Since the SDLP played a pivotal role in bringing peace to Northern Ireland they have suffered at the polls.
The then leader John Hume knew by opening the door for Sinn Féin there was a risk of this happening.
The focus on the greater good culminating in the 1998 Belfast Agreement has not been rewarded by the electorate.
With Sinn Féin dominating nationalist politics in the North and a steady growth in the Republic, the SDLP has an enormous challenge to reverse its own serial decline.
It needs to attract back northern nationalist voters, who with the passage of time, are increasingly comfortable voting for its arguably more assertive rivals.
As SDLP members gathered for their conference at Titanic Belfast, jokes about sinking ships were too easy.

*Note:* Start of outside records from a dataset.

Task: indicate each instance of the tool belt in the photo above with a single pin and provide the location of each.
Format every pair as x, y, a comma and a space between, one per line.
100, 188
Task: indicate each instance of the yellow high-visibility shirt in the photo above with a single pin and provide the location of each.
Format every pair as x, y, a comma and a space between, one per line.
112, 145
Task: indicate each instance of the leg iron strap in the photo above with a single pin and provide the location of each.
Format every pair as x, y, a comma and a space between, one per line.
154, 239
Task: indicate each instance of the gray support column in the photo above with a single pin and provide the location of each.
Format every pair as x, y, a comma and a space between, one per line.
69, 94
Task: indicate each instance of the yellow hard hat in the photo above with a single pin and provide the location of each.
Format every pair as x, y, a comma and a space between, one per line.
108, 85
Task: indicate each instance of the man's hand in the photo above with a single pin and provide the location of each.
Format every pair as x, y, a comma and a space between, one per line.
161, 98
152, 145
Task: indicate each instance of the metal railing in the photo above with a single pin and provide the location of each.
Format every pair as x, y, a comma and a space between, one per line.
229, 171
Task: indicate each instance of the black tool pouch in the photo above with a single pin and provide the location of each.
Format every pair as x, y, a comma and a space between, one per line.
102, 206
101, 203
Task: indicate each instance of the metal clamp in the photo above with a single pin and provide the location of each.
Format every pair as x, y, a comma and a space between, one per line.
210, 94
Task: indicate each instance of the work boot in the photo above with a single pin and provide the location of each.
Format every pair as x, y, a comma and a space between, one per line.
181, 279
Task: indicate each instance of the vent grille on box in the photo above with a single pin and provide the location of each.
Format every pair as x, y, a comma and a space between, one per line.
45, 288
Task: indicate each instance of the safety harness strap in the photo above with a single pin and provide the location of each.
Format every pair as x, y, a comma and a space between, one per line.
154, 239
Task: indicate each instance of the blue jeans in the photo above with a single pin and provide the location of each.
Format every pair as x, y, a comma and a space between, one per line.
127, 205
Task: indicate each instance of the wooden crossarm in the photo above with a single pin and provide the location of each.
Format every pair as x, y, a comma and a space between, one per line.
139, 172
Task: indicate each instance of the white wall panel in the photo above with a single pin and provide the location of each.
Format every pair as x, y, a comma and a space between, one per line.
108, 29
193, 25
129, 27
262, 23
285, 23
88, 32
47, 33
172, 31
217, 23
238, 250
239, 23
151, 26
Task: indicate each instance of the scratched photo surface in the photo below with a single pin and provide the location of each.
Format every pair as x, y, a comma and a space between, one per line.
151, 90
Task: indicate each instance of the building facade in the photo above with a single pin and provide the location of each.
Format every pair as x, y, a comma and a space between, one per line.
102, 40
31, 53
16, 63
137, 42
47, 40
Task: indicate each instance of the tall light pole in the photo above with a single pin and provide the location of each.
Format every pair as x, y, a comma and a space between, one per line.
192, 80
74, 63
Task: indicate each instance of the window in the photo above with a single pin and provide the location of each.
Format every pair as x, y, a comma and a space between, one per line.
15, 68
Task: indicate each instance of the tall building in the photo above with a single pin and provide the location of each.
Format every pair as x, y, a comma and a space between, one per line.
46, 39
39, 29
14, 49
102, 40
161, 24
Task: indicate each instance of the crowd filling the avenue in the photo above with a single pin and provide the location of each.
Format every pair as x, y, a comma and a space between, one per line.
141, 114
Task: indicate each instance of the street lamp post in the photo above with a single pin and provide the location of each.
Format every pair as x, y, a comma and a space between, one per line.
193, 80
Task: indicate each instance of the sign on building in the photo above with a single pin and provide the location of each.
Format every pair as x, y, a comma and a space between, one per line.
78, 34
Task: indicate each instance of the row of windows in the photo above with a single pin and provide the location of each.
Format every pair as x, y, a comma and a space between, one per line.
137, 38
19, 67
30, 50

The SDLP is still the third largest party in the North, it has solid ideas and impressive performers, but it has serious problems.
In the early part of the day in a sparsely populated conference room one visitor remarked "it's been flat all morning". Another offered: "If they could bottle [deputy leader] Nichola Mallon that would be great.
“They have great people but being good Catholics and anti-Shinner isn’t enough.
“The problem is the party is not relevant.”
The main room filled up and proceedings livened up with leaders’ speeches in the afternoon and evening, while fringe events were well attended.
A seasoned SDLP observer said being a six-county party is “a problem but not the problem”.
They argue the problem is the “polarisation of the electorate”.
“The smaller parties need devolution to grow. Without the institutions Sinn Féin and the DUP continue to grow. Things like the DUP’s crocodile and Sinn Féin’s loaf keep giving people excuses to keep ‘themmuns’ out of power with their vote.”
Last year unionism lost its Assembly majority for the first time in the history of the Northern Ireland state, a Brexit not endorsed by the North at the ballot box is pending and Irish unity is a topic of conversation like never before.
At its peak in 1998 the SDLP held 24 seats in the Assembly but this has halved to 12 – and there is no Stormont.
It has no MPs. Three former leaders lost Westminster seats in the 2017 election – Mark Durkan (Foyle), Margaret Ritchie (South Down) and Alasdair McDonnell (Belfast South) – two to Sinn Féin, the latter to the DUP.
For the first time nationalist voters rejected representation in Westminster, backing seven of Sinn Féin’s abstentionist candidates.
Local government elections
In the aftermath of the Westminster losses, leader Colum Eastwood considered quitting but was encouraged not to from inside and outside the party.
The “new politics, new Ireland” agenda emblazoned on conference material is Eastwood’s message this year and he will be looking ahead to the local government elections in 2019.
Getting back to the Belfast Agreement institutions, agreed 20 years ago, and the spirit that underpins this is what is needed now, he suggests.
“If this week can spark some of that again it will have been worth remembering, commemorating and hopefully celebrating as well,” Eastwood said.
Around recent speculation about the SDLP’s possible future relationship with Fianna Fáil resurfacing , “we don’t rule out the possibility of realignment across this island”.
“It is a conversation that has been out there for 15 or 20 years,” he said.
The SDLP has dismissed claims it would disband if Fianna Fáil entered politics in the North but conversations are happening and if their future does lie in a merger or whatever a future relationship may look like it is not going to be a one-way street.
A Border poll on Irish unity is not imminent but it is on the radar.
Sinn Féin is the only all-island party with significant electoral presence in both jurisdictions so Fianna Fáil could benefit just as much as the SDLP if they decide to make the leap.